One of the best compliments ever given to me about my writing also served as a great check to me. My former professor, the ridiculously intelligent Robert Olmstead told me, “You know how to write well. You just need to figure out what to say.”
First of all, it took all my decorum not to break out into a happy dance right then and there, ala Elaine from Seinfeld.
Bob’s one of those people who doesn’t give praise lightly, so when he does, you know he means it (I love those people). But afterwards, it really made me think: What do I want to say?
Strong emotions, due to reasons I won’t go into on this blog, are something of a conundrum for me: I am very susceptible to them and because of that I fear them. When I am hit with strong emotion, I let them take over. Let’s be honest, I don’t use my brain very much when calm and when taken over by emotion, I lose what little sense I possess. So, for the past year and a half, I’ve been writing interesting, yet dry stories.
I read an article five or six months ago and I can’t remember where, but it basically said MFA programs are killing literature. Obviously, I don’t agree with that, but the author asserted that literary journals are being inundated with tons of well-written, but emotionally empty stories.
I realized I was one of those authors.
So what did I do? I swallowed my fear, pulled out my laptop, and threw my heart into my stories.
And let me tell you: IT HURTS. And it’s invigorating. When my protags are in pain, I throw all of my pain into the writing. When they’re happy, I find myself grinning from ear to ear. The feedback from my writing group has been unanimous: my stories are stronger, more interesting, more captivating. They are finally starting to connect with my chars and care about them.
We want our readers to cry with our characters. But first, we the writers need to cry with them (the chars… maybe the readers, too.)
Just don’t forget the tissue.
Sounds messy. Nice post.
‘Twas indeed messy.
It’s good to laugh or cry as you write because you’re emotionally engaged.
Great post!
It is–and that’s what makes it fun. Whenever Mr. Atkins sees me smiling while I write (which I do often), he teases me and says, “No smiling!”
I can relate to this completely. I played lots of emotional music a la Andrea Bocelli, really loud, while writing the Bitteroot Bears. I had to wipe tears away contantly in the scenes where Craig’s hurt over his father abandoning the family welled up and splashed all over the pages.
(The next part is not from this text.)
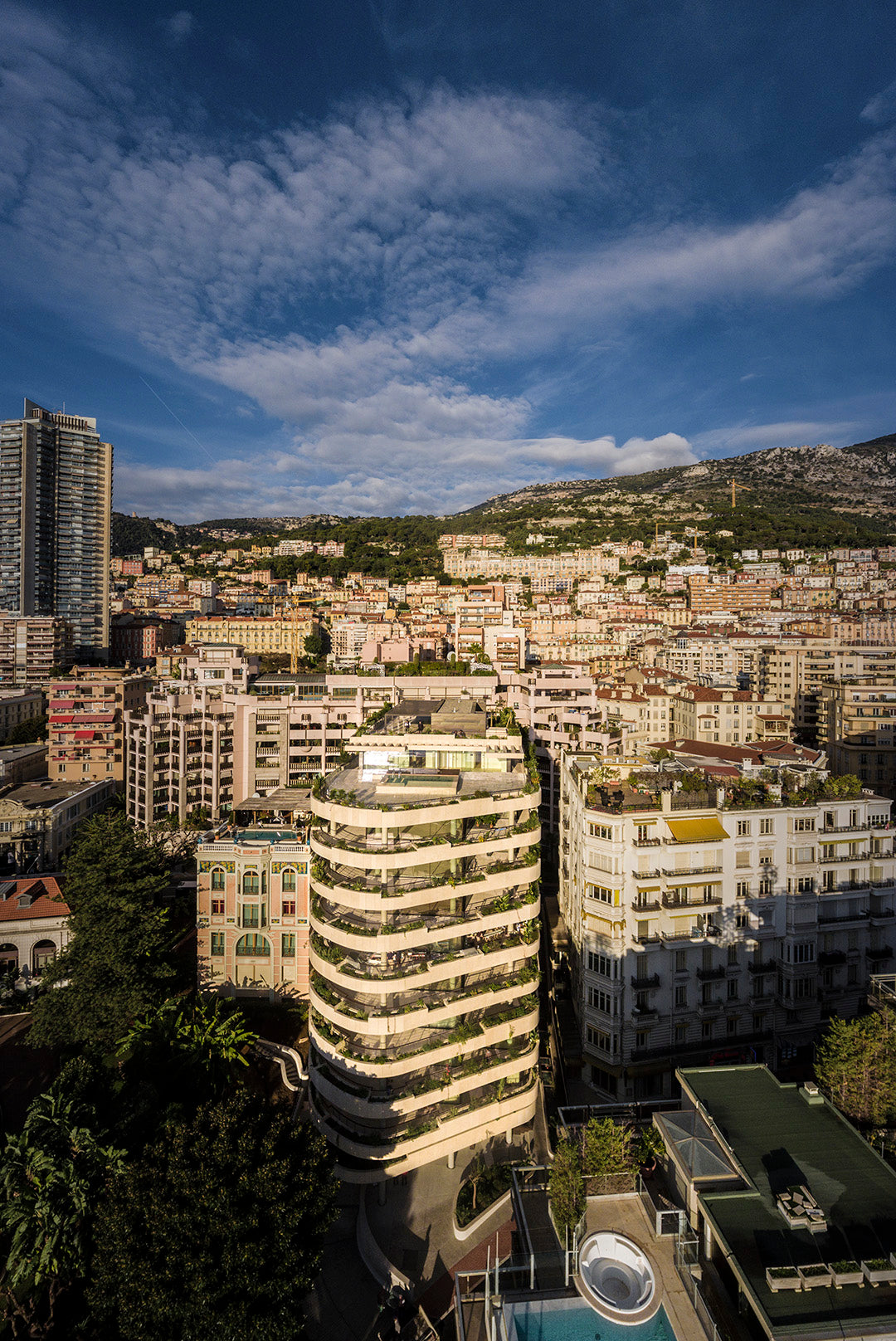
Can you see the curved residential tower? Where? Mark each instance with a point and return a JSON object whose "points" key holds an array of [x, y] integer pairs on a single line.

Maybe I didn’t wipe as many away as I thought, but there was definitely something splashin on the pages.
I also cried when Frodo, et al, left for the Gray Havens and Ole Yeller died. And, there was that scene in the Dirty Dozen, too.
I totes cried in Ole Yeller. Probably would again, if I were to watch it tonight!
Interesting post. I wonder, is it a form of protection to write emotionally empty stories? It’s always easier not to put yourself out there. Glad to hear you are breaking through it. Good luck!
It was for me! My poor little protag Audrey has endured some very painful things. In order to write those scenes–really give them the emotion they need–I had to dig down to my darkest, most painful memories. Talk about opening a dam! I had a hard time sleeping that night.